We have an external PostgreSQL server where we pull data from using odbc. We typically pull data in chunks as we need, so sometimes pull all date "where date > (some specific date)" or "where id > (some specified id)" or between certain dates (like start_date and end_date). Example code below
The above conditions are pretty straight forward and can be implemented without burdening the server too much.
But it's a different story when we need to pull the entire server data (too much data on the server).
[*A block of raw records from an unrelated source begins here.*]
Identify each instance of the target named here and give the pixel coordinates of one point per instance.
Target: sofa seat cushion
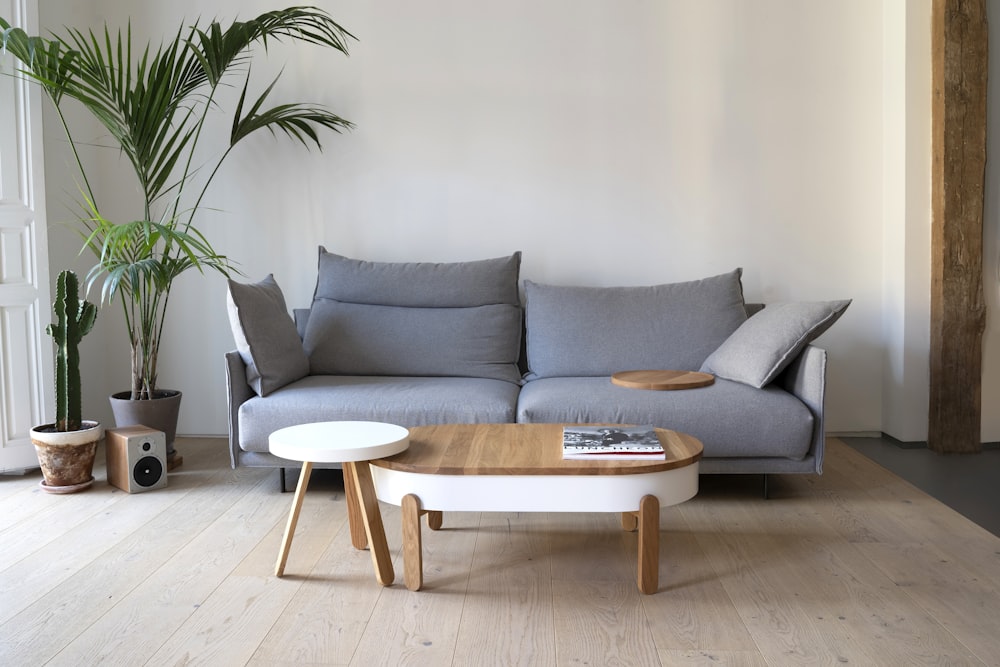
(730, 418)
(598, 331)
(406, 401)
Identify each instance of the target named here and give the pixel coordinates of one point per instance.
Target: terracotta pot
(159, 413)
(67, 457)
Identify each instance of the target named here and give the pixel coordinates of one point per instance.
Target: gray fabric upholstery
(731, 419)
(265, 335)
(359, 339)
(397, 400)
(598, 331)
(766, 343)
(419, 284)
(460, 319)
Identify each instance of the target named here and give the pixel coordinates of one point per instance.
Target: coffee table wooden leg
(413, 558)
(358, 538)
(649, 545)
(372, 519)
(293, 518)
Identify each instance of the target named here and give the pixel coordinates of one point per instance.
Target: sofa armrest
(238, 392)
(805, 378)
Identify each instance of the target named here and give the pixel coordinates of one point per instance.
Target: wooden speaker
(137, 458)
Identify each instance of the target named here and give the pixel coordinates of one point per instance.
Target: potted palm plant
(154, 104)
(66, 448)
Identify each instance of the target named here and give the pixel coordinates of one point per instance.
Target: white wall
(612, 142)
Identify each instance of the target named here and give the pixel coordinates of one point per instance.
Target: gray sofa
(422, 343)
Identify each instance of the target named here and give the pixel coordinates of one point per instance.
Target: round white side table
(352, 443)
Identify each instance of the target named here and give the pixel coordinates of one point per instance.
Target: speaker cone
(147, 471)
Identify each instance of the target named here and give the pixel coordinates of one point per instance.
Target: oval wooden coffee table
(352, 443)
(520, 468)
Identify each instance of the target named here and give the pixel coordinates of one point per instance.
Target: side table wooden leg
(293, 518)
(372, 519)
(649, 545)
(358, 538)
(413, 559)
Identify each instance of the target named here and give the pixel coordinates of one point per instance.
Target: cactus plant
(74, 320)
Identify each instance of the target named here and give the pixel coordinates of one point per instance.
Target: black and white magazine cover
(612, 442)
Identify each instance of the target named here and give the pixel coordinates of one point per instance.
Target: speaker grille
(147, 471)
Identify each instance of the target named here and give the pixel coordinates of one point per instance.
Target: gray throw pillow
(265, 335)
(767, 342)
(596, 331)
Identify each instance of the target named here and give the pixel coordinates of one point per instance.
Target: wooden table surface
(521, 449)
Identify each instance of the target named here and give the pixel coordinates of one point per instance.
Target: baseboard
(902, 444)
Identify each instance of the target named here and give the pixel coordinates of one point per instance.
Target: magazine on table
(612, 442)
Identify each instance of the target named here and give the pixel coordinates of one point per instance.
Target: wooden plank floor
(855, 566)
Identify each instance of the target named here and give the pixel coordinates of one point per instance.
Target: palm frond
(298, 121)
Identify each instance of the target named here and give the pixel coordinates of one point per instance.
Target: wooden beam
(959, 44)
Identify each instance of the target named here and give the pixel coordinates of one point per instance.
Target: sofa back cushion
(596, 331)
(460, 319)
(265, 335)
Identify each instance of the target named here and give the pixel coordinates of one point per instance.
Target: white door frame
(26, 375)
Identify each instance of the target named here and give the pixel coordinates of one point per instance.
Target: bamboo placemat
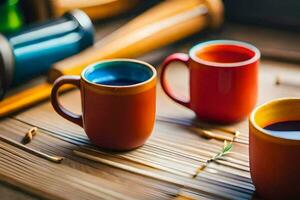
(161, 169)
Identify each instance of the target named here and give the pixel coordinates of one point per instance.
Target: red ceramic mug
(223, 79)
(118, 102)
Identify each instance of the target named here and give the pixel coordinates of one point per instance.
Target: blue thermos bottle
(31, 51)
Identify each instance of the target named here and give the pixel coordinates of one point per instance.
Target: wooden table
(163, 168)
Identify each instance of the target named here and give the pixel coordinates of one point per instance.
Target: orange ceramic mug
(274, 159)
(118, 102)
(223, 79)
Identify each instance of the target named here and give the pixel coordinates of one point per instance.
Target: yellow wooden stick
(161, 25)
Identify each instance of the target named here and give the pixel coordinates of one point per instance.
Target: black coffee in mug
(285, 129)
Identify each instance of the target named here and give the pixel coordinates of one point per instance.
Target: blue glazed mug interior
(118, 73)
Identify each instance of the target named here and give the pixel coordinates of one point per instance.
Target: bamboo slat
(161, 169)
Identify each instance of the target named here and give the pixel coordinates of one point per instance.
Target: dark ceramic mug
(118, 102)
(274, 159)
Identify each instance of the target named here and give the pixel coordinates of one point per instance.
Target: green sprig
(227, 147)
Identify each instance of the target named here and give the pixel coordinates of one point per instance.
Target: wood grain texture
(169, 158)
(161, 169)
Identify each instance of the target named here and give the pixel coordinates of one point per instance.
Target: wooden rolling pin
(163, 24)
(95, 9)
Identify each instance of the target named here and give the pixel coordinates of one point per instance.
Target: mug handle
(177, 57)
(73, 80)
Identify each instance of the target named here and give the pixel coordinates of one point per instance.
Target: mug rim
(152, 77)
(196, 48)
(265, 133)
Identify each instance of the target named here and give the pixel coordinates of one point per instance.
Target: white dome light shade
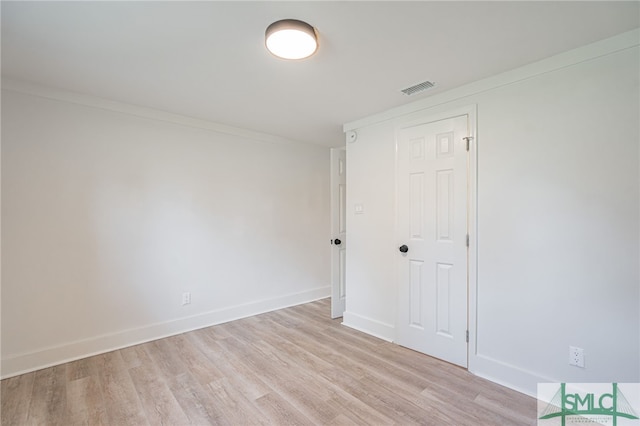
(291, 39)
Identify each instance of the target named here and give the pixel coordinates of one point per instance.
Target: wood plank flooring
(290, 367)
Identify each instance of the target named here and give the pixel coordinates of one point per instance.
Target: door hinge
(467, 141)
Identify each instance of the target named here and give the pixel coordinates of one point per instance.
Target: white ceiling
(207, 59)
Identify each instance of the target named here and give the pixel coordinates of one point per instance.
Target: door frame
(337, 306)
(425, 117)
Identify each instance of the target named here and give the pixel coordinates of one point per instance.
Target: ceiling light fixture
(291, 39)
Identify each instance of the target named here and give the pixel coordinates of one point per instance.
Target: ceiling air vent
(418, 88)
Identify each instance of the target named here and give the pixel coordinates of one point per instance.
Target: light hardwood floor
(292, 366)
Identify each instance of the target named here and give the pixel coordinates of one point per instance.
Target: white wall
(558, 218)
(107, 218)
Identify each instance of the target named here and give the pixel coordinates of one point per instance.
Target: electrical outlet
(576, 356)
Is there a way to pull data from the server in batches so an to not overburden the server?
Below is an example that we use to
getdata:{[]
query: "select data.id, data.first_name, data.last_name, data.email, data.created_at from data where data.created_at > '2020-02-04' order by id asc" ];
us::.odbc.open `dbs;
leads::.odbc.eval[us; query];
.odbc.close us;
};
dbs = server name
Could you create date batches on the kdb side and generate a startDate-endDate query for each? e.g. create 5 years of start/end dates starting at 2002.01.01
q){(`date$s),'-1+`date$12+s:(12*til y)+`month$x}[2002.01.01;5]
2002.01.01 2002.12.31
2003.01.01 2003.12.31
2004.01.01 2004.12.31
2005.01.01 2005.12.31
2006.01.01 2006.12.31
I guess you would have to loop over each table on the server also.